The Virtus gets two engines, both petrol. The first one is a smaller 1.0-litre turbocharged petrol unit, making 115PS of power, mated with either a 6-speed manual or a 6-speed torque converter automatic gearbox. The larger 1.5-litre four-cylinder, on the other hand, makes 150PS of power and comes with two gearbox options: a 6-speed manual and a 7-speed DCT. On test, we have the 1.0-litre 6-speed auto and the range-topping 1.5-litre engine with DCT transmission.

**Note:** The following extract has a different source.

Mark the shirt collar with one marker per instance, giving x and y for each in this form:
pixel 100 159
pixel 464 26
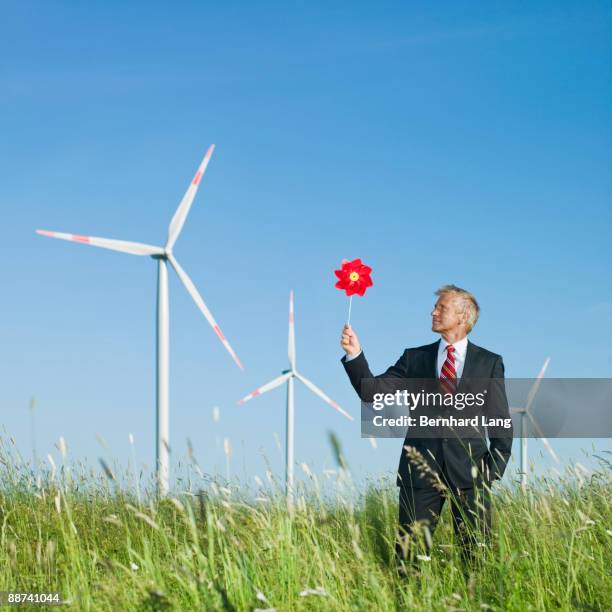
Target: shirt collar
pixel 460 347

The smaller 1.0-litre engine feels surprisingly peppy, especially at low speeds and thanks to the responsive 6-speed automatic transmission, driving in the city becomes an easy affair. Sure, at low speeds this powertrain does feel a bit jerky as it delivers power in a sudden manner, but that is something you can work around once you spend more time driving it. Even out on the highway, this engine has enough grunt as it cruises even at three-digit speeds without any issues. The only place where you feel that this motor could have done with more power is while high speed overtaking where it lacks the outright punch to gain momentum quickly. In terms of refinement, for a three-cylinder motor, it stays quite composed but you do feel some vibrations when it is worked hard.

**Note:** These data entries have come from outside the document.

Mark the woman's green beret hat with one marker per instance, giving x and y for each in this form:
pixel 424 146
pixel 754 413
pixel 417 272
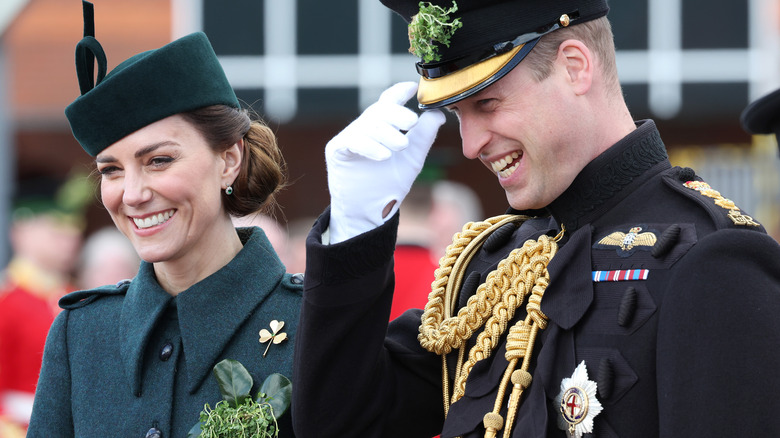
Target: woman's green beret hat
pixel 181 76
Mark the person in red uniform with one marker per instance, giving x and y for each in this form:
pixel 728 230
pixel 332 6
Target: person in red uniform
pixel 46 237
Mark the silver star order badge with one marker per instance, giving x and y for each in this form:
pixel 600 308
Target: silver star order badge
pixel 577 403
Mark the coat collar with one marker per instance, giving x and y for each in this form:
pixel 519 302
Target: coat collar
pixel 611 176
pixel 209 312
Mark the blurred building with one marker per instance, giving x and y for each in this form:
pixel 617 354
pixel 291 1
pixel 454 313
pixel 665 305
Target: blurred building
pixel 309 67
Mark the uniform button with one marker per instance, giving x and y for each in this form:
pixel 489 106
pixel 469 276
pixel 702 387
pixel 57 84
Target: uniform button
pixel 166 352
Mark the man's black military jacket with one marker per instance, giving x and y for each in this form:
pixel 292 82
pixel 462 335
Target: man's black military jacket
pixel 666 290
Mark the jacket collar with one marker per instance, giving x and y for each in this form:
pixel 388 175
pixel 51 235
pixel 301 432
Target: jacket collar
pixel 209 312
pixel 611 176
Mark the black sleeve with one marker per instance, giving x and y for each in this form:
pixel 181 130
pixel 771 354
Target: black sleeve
pixel 718 339
pixel 354 376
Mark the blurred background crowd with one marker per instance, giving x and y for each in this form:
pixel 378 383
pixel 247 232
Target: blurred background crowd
pixel 309 78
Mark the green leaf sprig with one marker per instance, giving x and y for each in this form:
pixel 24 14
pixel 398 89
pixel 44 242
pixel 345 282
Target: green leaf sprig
pixel 238 415
pixel 431 24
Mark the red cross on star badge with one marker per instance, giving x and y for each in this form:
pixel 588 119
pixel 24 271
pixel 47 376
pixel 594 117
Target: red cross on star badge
pixel 577 403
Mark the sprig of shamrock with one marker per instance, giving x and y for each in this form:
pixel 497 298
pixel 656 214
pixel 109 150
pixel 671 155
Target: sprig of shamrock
pixel 237 414
pixel 431 24
pixel 274 337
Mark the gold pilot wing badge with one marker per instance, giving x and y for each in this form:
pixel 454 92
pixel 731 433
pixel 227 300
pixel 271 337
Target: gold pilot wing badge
pixel 626 243
pixel 577 403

If you are looking for power and excitement, then look no further than the 1.5-litre motor. As soon as you go a little hard on the accelerator the Virtus GT moves ahead with a lot of energy and it can put a wide grin on your face. Virtus's DCT too feels smooth and always manages to find the right gear at the right time. It is quick to downshift too which makes overtaking an easy affair. In terms of highway driving, this engine has reserves of power and because of the tall gearing, this engine stays at a very comfortable rpm even at high speeds. This not only results in less stress on the engine but also aids fuel efficiency. To improve highway fuel efficiency further you get cylinder deactivation technology with the 1.5-litre unit. This shuts down two of the four cylinders while cruising or when the engine load is low. At low speeds, however, there is not much of a difference between the two motors where even the 1.0-litre has more than enough grunt.

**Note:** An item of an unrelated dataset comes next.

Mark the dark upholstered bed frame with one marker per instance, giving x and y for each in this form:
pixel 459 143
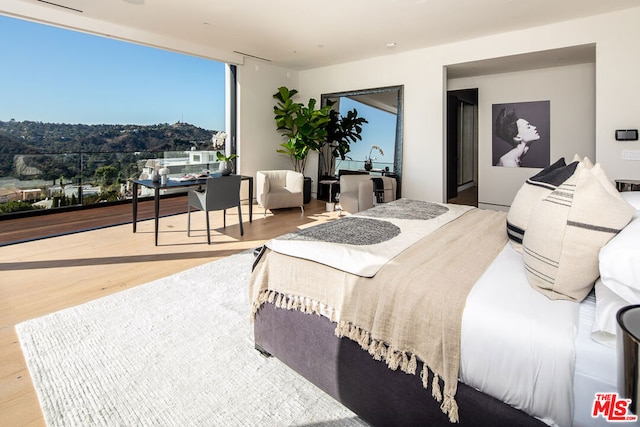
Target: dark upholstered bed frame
pixel 380 396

So, if you are going to predominantly use the Virtus in the city, you should go ahead and get the 1.0-litre variant and save the money. But if you are an enthusiast and do a lot of highway driving then you should consider the GT-Line.
Ride and Handling
Like the engine, Virtus´s ride is also impressive and it drives as an SUV should. It behaves beautifully over rough roads thanks to the quiet, softly damped, long-travel suspension. Despite the soft setup, even highway rides are surprisingly comfortable as the Virtus remains composed over undulating surfaces and there's not much body movement. As a result, covering long distances in the Virtus feels effortless. On first impression, the suspension setup doesn’t feel very different to the Slavia’s, which is good and not so good. Sure the ride quality is brilliant but at least with the GT variant, VW should have given it a slightly stiffer setup for a more sporty drive. It feels sure-footed and stable but not that sporty.
Overall the Virtus is almost perfect but there are some things that could have been different or better. It has potent engines but its suspension setup is on the softer side, which gives it a comfortable ride but its handling is not that exciting. Its interior quality too won't wow you and cars like the Honda City are still a step above in this regard and because of the narrow cabin, it becomes strictly a four-seater.
Now let's talk about the elements that really wow you. In terms of exterior design, the Virtus is timeless, comfortable seats make it a great four-seater, both the engine options have loads of punch and the comfortable ride makes it a great all-rounder. The Volkswagen Virtus is proof, that there is still a lot of life left in our beloved sedans.